Ieri... oggi, è già domani - 20 marzo 2026, 06:30

“Tia a cò’l cò me i bugnòn” - “Ragiona”

Diciamo che la frase esplicita è un tantino “peccaminosa”. Al valore letterale, nasconde altri significati...

“Tia a cò’l cò me i bugnòn” - “Ragiona”

Diciamo che la frase esplicita, è un tantino "peccaminosa". Al valore letterale, nasconde altri significati. Giusepèn è d'accordo con me, sul non approfondire troppo, per non fare gossip e per non essere scurrile. Quindi, letteralmente, "tia a cò'l cò me i bugnon" significa semplicemente "tira a casa la testa" (nel senso di ragiona) e, per farlo esplicitamente, devi agire come "l'ittiolo" (la pomata) che, una volta applicato (o applicata) sopra a un foruncolo, lo guarisce, facendolo spurgare.

La frase, la si appioppava a chi parlava a vanvera, a chi "verdi buca, fòea paòl" (apri bocca, fuori parole), ai "parlatori scarsi" che in dialetto li chiamano "bauscia" il cui significato vuol dire saliva, e anche ai Politici in genere, quando promettono e ancora promettono, senza mantenere quanto asseriscono. Ecco la circostanza in cui si cita il "tia a cò'l cò" (ragiona) per non compromettere la credibilità di una persona. Succede che chi gode di fiducia, può incorrere in stupidi equivochi e, oggi, lo si può notare dalle telefonate, segnalate quali "sospetto SPAM".
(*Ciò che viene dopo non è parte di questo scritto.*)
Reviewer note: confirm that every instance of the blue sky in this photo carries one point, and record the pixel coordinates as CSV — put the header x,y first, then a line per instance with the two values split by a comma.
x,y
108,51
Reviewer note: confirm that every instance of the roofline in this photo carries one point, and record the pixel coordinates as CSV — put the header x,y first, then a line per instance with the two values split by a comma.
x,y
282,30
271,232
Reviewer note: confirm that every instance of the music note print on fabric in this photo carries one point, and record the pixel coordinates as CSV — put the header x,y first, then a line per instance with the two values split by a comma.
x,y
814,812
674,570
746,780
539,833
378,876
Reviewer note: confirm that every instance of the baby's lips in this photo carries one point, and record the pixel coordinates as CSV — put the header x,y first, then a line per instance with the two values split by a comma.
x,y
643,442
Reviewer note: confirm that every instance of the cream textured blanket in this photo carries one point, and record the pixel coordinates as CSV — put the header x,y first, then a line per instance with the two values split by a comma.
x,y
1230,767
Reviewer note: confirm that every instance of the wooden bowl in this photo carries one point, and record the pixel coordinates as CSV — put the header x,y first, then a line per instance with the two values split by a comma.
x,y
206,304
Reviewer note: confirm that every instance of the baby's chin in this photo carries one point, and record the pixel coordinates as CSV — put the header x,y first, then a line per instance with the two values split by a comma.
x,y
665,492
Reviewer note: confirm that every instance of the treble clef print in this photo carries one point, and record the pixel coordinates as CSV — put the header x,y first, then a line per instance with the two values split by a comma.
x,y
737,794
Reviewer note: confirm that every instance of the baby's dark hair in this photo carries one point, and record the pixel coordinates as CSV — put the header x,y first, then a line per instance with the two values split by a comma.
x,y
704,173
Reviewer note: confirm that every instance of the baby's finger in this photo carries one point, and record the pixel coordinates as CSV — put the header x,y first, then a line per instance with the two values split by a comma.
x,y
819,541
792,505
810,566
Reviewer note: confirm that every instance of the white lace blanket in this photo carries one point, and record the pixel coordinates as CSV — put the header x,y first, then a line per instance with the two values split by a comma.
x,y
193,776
Oppure, chi diffonde le cosiddette FAKE NEWS (notizie false), può incorrere nel pericolo di farlo a sua volta e... pretendere di essere creduto. E siamo alla seconda parte della frase "come l'ittiolo agisce con i foruncoli". Il metodo "di cura" è, a dire il vero, ancestrale, quando la farmacologia non era sviluppata come ai tempi nostri e, il "rimedio della nonna" funzionava ed era attuato per guarire l'acne che, nel periodo della crescita, procurava inconvenienti.

I "bugnòn" erano all'ordine del giorno, anche in età adulta e, specialmente le ragazze, facevano di tutto per presentare il loro bel-faccino, lindo e pulito, senza... smagliature. L'ittiolo risucchiava il pus del foruncolo e, d'incanto presentava un risultato eccellente. 

C'è un altro argomento che mettiamo in luce, per presentare taluni "parlatori". Al furbo (in dialetto, scrocu), si diceva "te se teme'n sausu da cacia" (sei simile a un segugio da caccia), quel cane il cui fiuto è magistrale e scova ogni tipo di preda, nel bosco. Il "sausu" (segugio) è appioppato a chi sa fiutare il pericolo, fiutare l'affare, accorgersi per tempo di un eventuale raggiro. "ul sausu" era un complimento e non certo un giudizio negativo. Quando poi, "ul sausu" scopriva la bugia di un altro, lo si complimentava come fosse... un buon cane, capace di scovare la preda, nascosta dentro un antro buio o nel folto della campagna. 

Nella categoria, sono inclusi gli "agenti segreti" e gli indagatori alla... Sherlok Holmes, capaci di un'indagine accurata, per giungere a una precisa "diagnosi" sul caso commissionato. 

Cambiano i tempi, ma non cambia il Dialetto Bustocco da strada che (noto) è parecchio trascurato. Così facendo, lo si fa morire "di stenti" quasi a ignorarlo, come a trascurare la Storia di Busto Arsizio con le sue peculiari caratteristiche. Meglio citarne una, di caratteristica. Il Dialetto Bustocco da strada deriva dalla Parlata Ligure, dentro la Lombardia occupata dai Celti. 

Busto deriva dal romanico "combustum" (arso e bruciato) e, Arsizio deriva da "ardia" che è un filo di ferro sottile e duttile, inventato proprio dai Liguri. Noi vogliamo essere dei "sausi da cacia" (cani da caccia), capaci di difendere il Dialetto Bustocco da strada che (ribadiamolo) lo si insegna parlando e lo si diffonde con la splendida fonetica che fa il Dialetto Bustocco, una Lingua Italiana!

I Libri antichi dimostrano la differenza del "loro Dialetto Bustocco" (scritto dopo avere studiato l'Italiano), dal Dialetto Bustocco scritto da chi (come noi) dapprincipio è cresciuto in una Famiglia che si esprimeva unicamente in Dialetto e, secondariamente … ha dovuto apprendere la Lingua Italiana, per Legge. Ecco, occorre essere "sausi", ma essere pure persone che devono "tiaa cò'l cò me i bugnon" utilizzando la pomata "ittiolo" a ragion-veduta, con la giusta fonetica!